Chen Zhi, a Chinese-born businessman sanctioned by the United States and Britain over alleged human trafficking ties to a Cambodian cybercrime network, has reportedly been reported as a key figure behind a dramatic surge in global Cuban cigar prices.
The report, from East Week magazine, a sister publication of The Standard, said that Chen, through the Hong Kong-registered Asia Corporation, acquired a 50 percent stake in Habanos, the worldwide distributor of Cuban cigars, and subsequently leveraged this control to inflate market prices.
Following the acquisition, a box of Cuban cigars that originally retailed for HK$4,000-5,000 now sells for approximately HK$18,000, according to an industry source.
The source attributed the increase to Chen's position as global exclusive agent, noting his strategy of releasing special editions and holding annual auctions has driven prices for some products as high as HK$500,000 – a tenfold increase.

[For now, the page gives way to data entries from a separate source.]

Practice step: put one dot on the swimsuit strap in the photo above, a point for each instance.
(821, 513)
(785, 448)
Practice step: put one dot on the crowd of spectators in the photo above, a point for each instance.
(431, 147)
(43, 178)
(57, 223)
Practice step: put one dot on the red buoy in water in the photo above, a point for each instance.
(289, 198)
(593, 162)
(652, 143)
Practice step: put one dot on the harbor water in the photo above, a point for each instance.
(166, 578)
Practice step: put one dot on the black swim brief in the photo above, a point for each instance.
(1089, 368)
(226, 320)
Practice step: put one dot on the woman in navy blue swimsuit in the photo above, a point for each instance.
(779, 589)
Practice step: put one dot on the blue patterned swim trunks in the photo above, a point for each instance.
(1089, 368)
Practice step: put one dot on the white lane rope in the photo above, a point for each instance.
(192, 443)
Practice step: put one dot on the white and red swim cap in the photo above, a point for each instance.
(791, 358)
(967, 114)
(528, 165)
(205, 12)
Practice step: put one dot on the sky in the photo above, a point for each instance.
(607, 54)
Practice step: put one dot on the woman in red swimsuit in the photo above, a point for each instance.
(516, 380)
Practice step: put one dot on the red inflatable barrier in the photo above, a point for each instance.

Chen, founder of the Cambodian conglomerate Prince Group and a former adviser to ex-Prime Minister Hun Sen, reportedly generated profits exceeding 220 million euros (HK$1.98 billion) from the cigar business, the magazine said.
The stake was purchased in 2021, when UK-based Imperial Brands sold its 50 percent share in Habanos for US$1.4 billion (HK$10.92 billion) to a consortium of investors. Chen was identified as one of the members of that buying group.
The U.S. and UK governments have sanctioned Chen for his alleged leadership of a cyber-scam operation in Cambodia that engaged in human trafficking and fraud.